WHAT A MOVE!!!
Gosh am not feeling too well presently, aint ill am just full of pain, anger, disgust whatever you want to call it. I hate regretting because when I do it tends to stay with me for a long time even longer than I can imagine. It’s hard to sleep even the movie I was trying to watch, I cannot concentrate because of that very move.
Today was fun, did not really do anything of high importance, it was browsing, blogging, tweeting and face booking from sunrise after my laundry till sundown when I had to step out for a church programme. On getting to the chapel I was really not happy because I had to stay outside due to my unpunctuality for the function.
My mind was never there from the beginning so after a quick search for her I left with a couple of friends for dinner.

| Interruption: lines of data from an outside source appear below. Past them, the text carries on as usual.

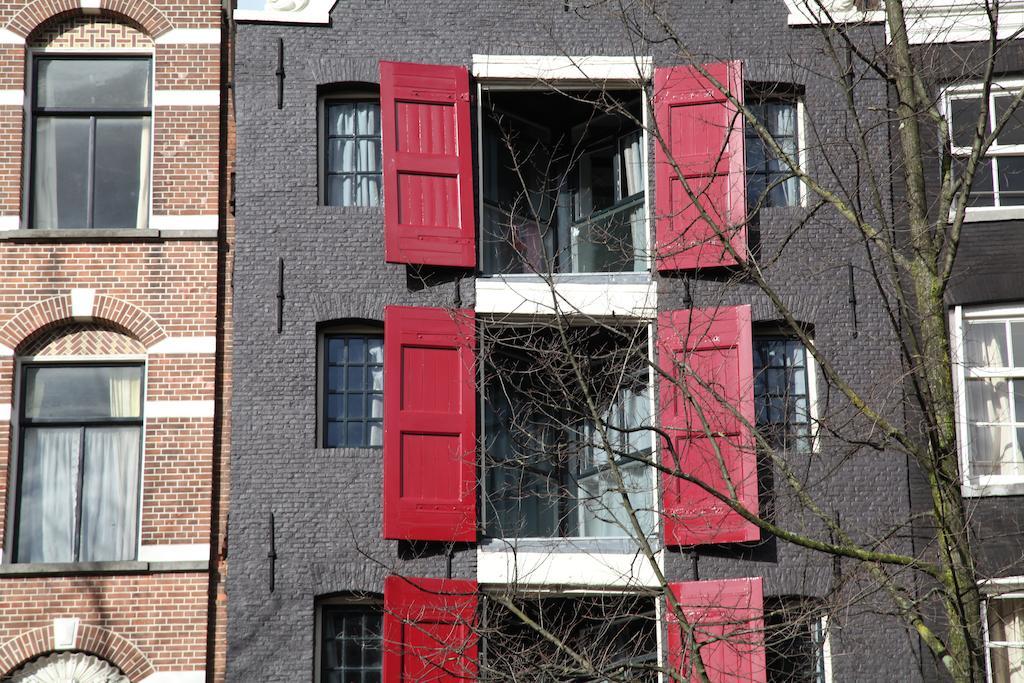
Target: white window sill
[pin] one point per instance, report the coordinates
(573, 567)
(981, 214)
(991, 486)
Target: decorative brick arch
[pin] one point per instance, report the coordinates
(45, 314)
(91, 639)
(38, 12)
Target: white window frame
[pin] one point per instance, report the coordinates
(798, 99)
(30, 85)
(7, 550)
(345, 601)
(989, 484)
(503, 72)
(971, 91)
(997, 589)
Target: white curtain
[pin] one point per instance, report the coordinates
(110, 494)
(785, 132)
(125, 392)
(47, 494)
(633, 165)
(1006, 625)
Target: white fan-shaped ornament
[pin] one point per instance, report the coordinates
(69, 668)
(287, 5)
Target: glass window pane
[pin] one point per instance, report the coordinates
(982, 189)
(965, 113)
(93, 84)
(60, 173)
(985, 344)
(1013, 132)
(1011, 180)
(122, 171)
(341, 119)
(48, 495)
(110, 494)
(83, 392)
(988, 400)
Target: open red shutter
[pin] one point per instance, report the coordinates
(708, 351)
(727, 621)
(429, 424)
(429, 630)
(427, 146)
(705, 137)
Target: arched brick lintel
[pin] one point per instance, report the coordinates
(50, 312)
(38, 12)
(91, 639)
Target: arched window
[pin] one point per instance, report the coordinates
(350, 147)
(65, 667)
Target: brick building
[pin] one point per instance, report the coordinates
(396, 238)
(114, 339)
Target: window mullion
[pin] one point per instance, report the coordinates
(80, 485)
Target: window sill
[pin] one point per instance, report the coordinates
(978, 489)
(86, 568)
(130, 235)
(984, 214)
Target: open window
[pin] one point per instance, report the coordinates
(563, 181)
(555, 465)
(615, 634)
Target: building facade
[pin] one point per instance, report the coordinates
(450, 233)
(113, 239)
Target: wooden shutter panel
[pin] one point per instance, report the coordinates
(429, 630)
(727, 619)
(427, 148)
(709, 353)
(429, 424)
(705, 136)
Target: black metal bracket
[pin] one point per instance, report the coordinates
(281, 294)
(272, 555)
(853, 298)
(281, 73)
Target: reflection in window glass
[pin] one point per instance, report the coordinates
(353, 391)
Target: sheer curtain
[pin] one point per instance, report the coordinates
(784, 125)
(110, 494)
(1006, 625)
(49, 481)
(633, 171)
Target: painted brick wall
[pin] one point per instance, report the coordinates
(164, 285)
(327, 502)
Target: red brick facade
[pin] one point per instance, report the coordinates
(158, 296)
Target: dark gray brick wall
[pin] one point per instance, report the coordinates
(327, 502)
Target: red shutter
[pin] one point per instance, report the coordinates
(705, 136)
(429, 630)
(429, 424)
(712, 347)
(727, 620)
(427, 147)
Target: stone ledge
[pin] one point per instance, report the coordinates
(130, 235)
(85, 568)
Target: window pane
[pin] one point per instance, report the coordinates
(47, 495)
(965, 113)
(122, 170)
(83, 392)
(60, 173)
(110, 494)
(1011, 180)
(988, 400)
(93, 84)
(985, 344)
(1013, 132)
(982, 193)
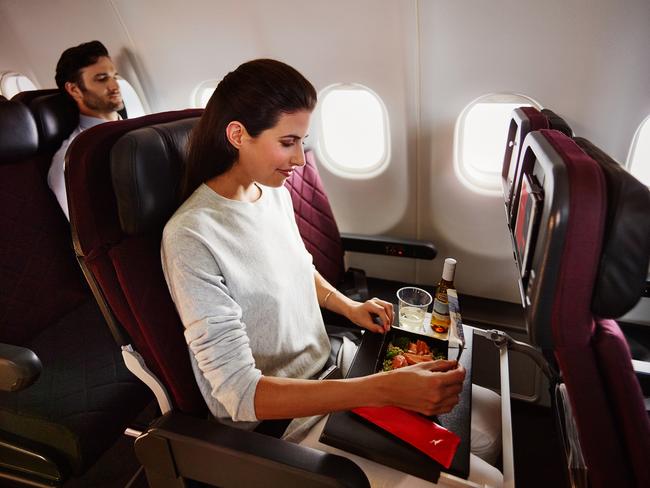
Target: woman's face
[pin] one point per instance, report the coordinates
(270, 158)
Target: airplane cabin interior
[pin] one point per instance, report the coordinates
(489, 158)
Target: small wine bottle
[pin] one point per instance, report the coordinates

Dinner was not fun btw, I actually ate what we all know as fried rice as in the rice was fried in oil, you can sieve out 2 tablespoons of oil from my plate.
After dinner I set back to chapel for the closing prayer, lucky for me I met the prayers and she also remembered my name, after quick booting of brain I decided to walk her to her room despite she was already with a friend, these are some of the things we don’t care about when it is a crush.
There is always something to say for a talkative like me, we had a nice conversation but you know what finally happened I forgot to book a date with her. But how did I forget again, this was not the first time at least the first meeting you are forgiven but the second one no forgiveness is allowed how on earth did I make this grievous mistake. I just hope I don’t live to regret it for so long.
Right now I am in so much pain but the usual thing to do is leave it to the hands of destiny, if it is destiny our paths will cross again. Have to force myself to sleep right now so catch ya later.